Lance's Corner

HRSA Lists Accomplishments

Jan 16, 2025

Per the notice below, the United States Health Resources and Services Administration (HRSA) has issued a list of its health care accomplishments.

A message from HRSA Administrator Carole Johnson

The Health Resources and Services Administration Delivered on
Biden-Harris Administration Priorities

“The Health Resources and Services Administration (HRSA) played an essential role in delivering results on multiple Biden-Harris Administration priorities, including improving access to health care services for underserved and rural communities, strengthening maternal health, expanding access to mental health and substance use disorder services, and growing the health care workforce,” said HRSA Administrator Carole Johnson.  “We are proud of the work we have done in the Biden-Harris Administration in partnership with community-based organizations, community-based providers, and health educators across the country to improve health outcomes for underserved and rural communities and look forward to this work continuing to grow in the years ahead.”

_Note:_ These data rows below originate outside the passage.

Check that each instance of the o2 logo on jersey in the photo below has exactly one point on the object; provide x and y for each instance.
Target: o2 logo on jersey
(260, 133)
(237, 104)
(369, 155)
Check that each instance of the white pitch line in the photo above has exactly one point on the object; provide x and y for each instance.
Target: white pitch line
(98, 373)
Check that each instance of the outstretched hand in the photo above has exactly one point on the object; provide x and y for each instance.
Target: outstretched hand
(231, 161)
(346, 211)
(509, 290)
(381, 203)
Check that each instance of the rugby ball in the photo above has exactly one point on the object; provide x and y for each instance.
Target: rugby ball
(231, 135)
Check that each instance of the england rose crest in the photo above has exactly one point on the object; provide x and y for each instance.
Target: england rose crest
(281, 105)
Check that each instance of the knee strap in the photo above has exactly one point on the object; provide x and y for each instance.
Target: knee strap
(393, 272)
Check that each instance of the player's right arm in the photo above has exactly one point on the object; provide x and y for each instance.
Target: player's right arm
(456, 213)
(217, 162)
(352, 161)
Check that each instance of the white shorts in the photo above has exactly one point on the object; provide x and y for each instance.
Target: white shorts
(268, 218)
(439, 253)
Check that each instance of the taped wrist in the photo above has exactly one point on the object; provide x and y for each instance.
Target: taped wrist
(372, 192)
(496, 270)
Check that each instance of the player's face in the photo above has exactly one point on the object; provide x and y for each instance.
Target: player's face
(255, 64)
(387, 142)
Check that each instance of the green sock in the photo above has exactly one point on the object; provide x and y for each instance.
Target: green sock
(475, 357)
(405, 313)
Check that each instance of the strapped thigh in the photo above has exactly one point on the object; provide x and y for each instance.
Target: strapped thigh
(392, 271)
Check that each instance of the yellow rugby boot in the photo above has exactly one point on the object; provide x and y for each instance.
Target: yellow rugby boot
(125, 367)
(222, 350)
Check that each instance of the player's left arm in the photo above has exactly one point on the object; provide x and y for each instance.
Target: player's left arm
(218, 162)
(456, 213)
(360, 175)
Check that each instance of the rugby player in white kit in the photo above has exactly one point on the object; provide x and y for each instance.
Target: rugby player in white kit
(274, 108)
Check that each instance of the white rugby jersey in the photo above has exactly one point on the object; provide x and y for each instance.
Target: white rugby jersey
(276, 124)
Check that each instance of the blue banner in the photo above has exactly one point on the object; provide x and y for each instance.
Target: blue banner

Providing high-quality health care

The Biden-Harris Administration:

  • Delivered primary care to 1-in-10 people in the country regardless of their ability to pay, 90% of whom live at or below 200% of the federal poverty level, by expanding HRSA-supported community health centers to serve more than 31 million patients;
  • Secured bipartisan legislation that doubled the federal investment in maternal and child home visiting services to $800 million a year to provide double the number of pregnant and new parents in-home visits from nurses, social workers, and other trained providers to improve maternal health and advance child development;
  • Launched the first major overhaul of the nation’s organ procurement and transplant system in 40 years to improve the system for the more than 100,000 people on the organ transplant waitlist, including securing passage of historic bipartisan reform legislation, unprecedented increases in annual appropriations, and strengthened governance, transparency, and accountability across the system;
  • Launched the new National Maternal Mental Health Hotline at 833-TLC-MAMA, which has responded to more than 50,000 calls and texts from pregnant women, new moms, and their loved ones;
  • Took unprecedented steps to integrate mental health and substance use disorder services into primary care by launching and growing mental health and substance use disorder services at more than 400 community health centers serving 10 million patients;
  • Reversed long-standing federal policy that prohibited community health centers from engaging with reentry populations prior to their release from jails and prisons and made the first-ever federal investment to support this reentry work;
  • Achieved a record-breaking rate of more than 90% of HRSA’s Ryan White HIV/AIDS Program clients reaching viral suppression – meaning their HIV is undetectable and untransmittable – through life-saving care, treatment, and medications for low-income people with HIV;
  • Created new capacity in over 1,500 rural communities to combat fentanyl and other opioids by establishing new HRSA-supported rural substance use disorder treatment and recovery services;
  • Took new action to engage individuals with HIV facing barriers to care and got over 40,000 people with HIV into treatment or reengaged in treatment;
  • Added weekend, evening, and early morning primary care hours in 125 HRSA-funded community health centers that serve nearly 4.2 million people and see patients regardless of ability to pay; funded health centers will average an additional 20 hours of operation a week to improve access to care;
  • Launched new community health center maternal health care innovations to improve early access to prenatal care and expand care services for new moms and their babies; health centers have delivered high quality prenatal care to more than 2 million patients over the last four years.
  • Kept thousands of health care facilities open and operating during the COVID-19 pandemic by investing nearly $24 billion in payments to health care providers and facilities over the last four years, including $8.3 billion specifically dedicated to providers serving rural patients;
  • Enrolled over 2,000 birthing facilities in HRSA programs improving maternal health care quality so that hospitals are prepared to respond to the leading causes of adverse pregnancy outcomes like hemorrhage, behavioral health issues, high blood pressure, and other factors;
  • Managed nearly $3.5 billion and over 1,900 Congressionally Directed Spending projects, including significant health system construction projects, key support for community-based organizations, and other initiatives as directed by Congress.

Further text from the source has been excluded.